After completing this steps click Save and you'll be sent back to the Home page.


Step 4: Initiate the Full Crawl


Now that everything is set up, actually initiating the crawl is easy.

Now that the content source is set up, the crawl can be initiated.

  1. Click on the crawl type option to set it as "Full" (is set as "Incremental" by default and the first time it'll work like a full crawl. After the first crawl, set it to "Incremental" to crawl for any changes done in the repository).
  2. Click Start.

Note that content sources will be automatically initiated by the scheduler based on the schedule you specified for the content source, be it once a day, once a week, every hour, etc. But you can always start a crawl at any time by clicking on the "Full" button.

Be aware that Aspire will never initiate multiple simultaneous crawls on the same content source. Of course, multiple jobs may be crawling different content sources at the same time.

This means that you can click on "Full" or "Update" and not have to worry about the scheduler perhaps scheduling a crawl on the same content source. The scheduler will always check to see if the content source is actively crawling before starting its own crawl of that same content source.

During the Crawl

During the crawl, you can do the following:

  • Click on the "Refresh" button on the Content Sources page to view the latest status of the crawl.
    The status will show ''RUNNING'' while the crawl is going, and ''CRAWLED'' when it is finished.
  • Click on "Complete" to view the number of documents crawled so far, the number of documents submitted, and the number of documents with errors.

If there are errors, you will get a clickable "Error" flag that will take you to a detailed error message page.
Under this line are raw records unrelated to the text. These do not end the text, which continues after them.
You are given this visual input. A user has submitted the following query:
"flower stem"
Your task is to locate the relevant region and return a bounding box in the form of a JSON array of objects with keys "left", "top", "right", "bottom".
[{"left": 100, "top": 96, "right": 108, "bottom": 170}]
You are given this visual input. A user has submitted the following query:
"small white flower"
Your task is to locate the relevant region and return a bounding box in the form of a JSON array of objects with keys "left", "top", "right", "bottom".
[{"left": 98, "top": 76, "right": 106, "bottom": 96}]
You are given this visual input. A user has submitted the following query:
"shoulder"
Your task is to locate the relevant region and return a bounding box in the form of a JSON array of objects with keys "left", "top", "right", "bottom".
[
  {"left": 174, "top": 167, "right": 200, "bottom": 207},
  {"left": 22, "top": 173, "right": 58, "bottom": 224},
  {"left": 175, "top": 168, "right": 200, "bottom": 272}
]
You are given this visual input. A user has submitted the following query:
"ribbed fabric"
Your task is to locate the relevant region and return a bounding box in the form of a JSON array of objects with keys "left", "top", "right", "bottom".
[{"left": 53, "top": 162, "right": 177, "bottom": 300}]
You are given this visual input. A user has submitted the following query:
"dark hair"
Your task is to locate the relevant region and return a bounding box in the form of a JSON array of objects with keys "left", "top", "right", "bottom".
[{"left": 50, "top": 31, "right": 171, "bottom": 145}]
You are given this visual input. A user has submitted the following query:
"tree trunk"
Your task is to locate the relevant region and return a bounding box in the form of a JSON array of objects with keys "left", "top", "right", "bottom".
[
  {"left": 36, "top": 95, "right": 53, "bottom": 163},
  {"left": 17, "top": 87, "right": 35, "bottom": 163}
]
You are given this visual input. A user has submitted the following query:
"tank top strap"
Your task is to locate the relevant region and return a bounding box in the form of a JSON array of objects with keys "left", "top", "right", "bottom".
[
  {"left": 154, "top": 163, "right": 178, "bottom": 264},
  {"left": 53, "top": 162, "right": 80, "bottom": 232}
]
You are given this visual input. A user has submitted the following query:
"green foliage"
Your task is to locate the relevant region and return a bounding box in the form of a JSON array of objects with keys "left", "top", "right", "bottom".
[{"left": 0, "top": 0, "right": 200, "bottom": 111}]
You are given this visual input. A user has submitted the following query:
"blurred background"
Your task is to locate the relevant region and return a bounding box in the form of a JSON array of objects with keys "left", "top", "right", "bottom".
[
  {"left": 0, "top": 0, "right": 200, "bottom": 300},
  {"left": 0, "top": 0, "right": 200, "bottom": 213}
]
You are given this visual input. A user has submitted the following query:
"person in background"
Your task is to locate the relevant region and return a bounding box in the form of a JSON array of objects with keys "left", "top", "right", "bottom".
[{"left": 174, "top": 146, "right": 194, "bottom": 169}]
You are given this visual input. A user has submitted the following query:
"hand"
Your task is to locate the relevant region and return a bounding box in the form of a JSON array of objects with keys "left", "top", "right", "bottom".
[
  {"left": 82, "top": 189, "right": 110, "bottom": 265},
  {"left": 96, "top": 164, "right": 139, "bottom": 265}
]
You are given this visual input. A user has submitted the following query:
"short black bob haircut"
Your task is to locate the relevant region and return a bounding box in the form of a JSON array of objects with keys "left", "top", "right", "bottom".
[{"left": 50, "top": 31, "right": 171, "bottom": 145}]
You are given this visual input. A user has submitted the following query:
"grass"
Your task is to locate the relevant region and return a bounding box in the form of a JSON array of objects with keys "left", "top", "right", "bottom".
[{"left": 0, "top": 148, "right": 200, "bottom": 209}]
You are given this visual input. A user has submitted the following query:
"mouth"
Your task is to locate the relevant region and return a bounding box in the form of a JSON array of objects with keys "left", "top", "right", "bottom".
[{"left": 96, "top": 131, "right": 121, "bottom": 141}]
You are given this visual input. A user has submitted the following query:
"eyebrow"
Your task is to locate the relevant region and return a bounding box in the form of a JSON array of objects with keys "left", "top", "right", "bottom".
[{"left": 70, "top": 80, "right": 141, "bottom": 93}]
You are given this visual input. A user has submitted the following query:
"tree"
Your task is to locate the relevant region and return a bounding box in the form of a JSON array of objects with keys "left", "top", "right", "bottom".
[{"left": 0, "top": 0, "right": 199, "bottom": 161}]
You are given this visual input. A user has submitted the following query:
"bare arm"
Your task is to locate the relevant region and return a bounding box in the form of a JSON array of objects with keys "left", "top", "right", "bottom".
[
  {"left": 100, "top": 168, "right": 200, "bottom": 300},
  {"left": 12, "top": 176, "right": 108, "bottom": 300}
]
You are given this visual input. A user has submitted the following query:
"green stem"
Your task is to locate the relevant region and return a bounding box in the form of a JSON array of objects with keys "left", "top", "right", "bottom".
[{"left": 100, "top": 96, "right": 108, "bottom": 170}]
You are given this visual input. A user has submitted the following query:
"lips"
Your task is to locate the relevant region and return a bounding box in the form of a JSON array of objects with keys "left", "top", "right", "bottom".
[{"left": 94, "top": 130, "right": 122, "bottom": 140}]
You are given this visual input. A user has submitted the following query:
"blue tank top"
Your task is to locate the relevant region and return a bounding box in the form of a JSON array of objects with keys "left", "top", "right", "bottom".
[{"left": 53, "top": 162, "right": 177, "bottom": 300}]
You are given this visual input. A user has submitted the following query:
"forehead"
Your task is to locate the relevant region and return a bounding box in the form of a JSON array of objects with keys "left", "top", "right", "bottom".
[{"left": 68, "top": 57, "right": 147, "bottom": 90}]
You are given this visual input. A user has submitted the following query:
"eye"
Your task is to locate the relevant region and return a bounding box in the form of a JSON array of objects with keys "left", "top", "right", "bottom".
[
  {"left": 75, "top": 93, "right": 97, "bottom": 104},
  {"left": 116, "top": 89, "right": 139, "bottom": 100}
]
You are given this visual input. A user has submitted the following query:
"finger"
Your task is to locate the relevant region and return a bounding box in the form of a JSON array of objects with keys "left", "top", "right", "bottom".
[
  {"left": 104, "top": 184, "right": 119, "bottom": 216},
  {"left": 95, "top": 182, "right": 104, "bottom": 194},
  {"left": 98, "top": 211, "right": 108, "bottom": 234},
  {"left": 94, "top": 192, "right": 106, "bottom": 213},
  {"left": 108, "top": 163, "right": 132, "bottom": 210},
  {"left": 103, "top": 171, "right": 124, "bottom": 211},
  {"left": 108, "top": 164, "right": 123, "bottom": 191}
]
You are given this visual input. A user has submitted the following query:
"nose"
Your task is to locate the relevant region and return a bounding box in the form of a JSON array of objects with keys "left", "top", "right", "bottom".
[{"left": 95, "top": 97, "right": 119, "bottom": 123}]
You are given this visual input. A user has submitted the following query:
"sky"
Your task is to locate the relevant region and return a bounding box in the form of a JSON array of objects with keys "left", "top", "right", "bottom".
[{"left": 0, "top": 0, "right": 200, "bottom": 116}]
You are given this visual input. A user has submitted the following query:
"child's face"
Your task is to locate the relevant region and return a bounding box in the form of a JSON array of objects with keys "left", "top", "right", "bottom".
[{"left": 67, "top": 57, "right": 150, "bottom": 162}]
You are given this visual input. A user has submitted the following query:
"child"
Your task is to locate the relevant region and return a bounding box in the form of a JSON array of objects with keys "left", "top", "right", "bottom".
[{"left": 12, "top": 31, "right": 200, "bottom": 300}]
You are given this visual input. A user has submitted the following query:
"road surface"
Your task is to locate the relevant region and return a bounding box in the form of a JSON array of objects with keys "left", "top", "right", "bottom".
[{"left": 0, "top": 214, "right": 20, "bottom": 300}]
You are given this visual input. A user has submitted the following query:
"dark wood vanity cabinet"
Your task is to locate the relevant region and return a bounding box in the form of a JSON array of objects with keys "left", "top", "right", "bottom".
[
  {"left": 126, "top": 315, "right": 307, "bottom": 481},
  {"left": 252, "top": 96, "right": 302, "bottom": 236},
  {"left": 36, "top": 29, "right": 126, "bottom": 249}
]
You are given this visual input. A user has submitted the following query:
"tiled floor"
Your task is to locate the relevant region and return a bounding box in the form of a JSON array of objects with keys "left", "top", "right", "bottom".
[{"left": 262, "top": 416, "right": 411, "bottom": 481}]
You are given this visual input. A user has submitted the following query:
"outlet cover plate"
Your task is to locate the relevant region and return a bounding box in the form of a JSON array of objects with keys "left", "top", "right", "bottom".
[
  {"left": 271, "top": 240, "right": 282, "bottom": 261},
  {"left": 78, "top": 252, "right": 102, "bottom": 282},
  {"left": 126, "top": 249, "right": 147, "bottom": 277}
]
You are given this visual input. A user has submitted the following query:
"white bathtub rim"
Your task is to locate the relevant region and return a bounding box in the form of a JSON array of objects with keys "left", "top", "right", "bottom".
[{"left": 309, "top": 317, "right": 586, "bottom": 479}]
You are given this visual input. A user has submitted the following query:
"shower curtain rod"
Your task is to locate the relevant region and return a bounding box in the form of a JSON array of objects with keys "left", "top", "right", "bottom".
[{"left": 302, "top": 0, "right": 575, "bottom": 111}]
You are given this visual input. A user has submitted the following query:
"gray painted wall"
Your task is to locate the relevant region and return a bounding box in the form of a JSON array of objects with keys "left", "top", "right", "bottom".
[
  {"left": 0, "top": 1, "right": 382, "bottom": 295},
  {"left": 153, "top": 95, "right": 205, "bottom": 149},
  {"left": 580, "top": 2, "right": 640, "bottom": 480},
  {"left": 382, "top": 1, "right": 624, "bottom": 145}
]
Step 5: Initiate an Incremental Crawl


If you only want to process content updates from the RDBMS (documents which are added, modified, or removed), then click on the "Update" button instead of the "Full" button. The RDB connector via Table will automatically identify only changes which have occurred since the last crawl.
If this is the first time that the connector has crawled, the action of the "Update" button depends on the exact method of ''change'' discovery. It may perform the same action as a "Full" crawl crawling everything, or it may not crawl anything. Thereafter, the Update button will only crawl updates.
Scheduled crawls are always "Update" crawls. This means that the you may need to manually perform a "Full" crawl initially before using scheduled jobs after that to perform "update" crawls.

Statistics are reset for every crawl.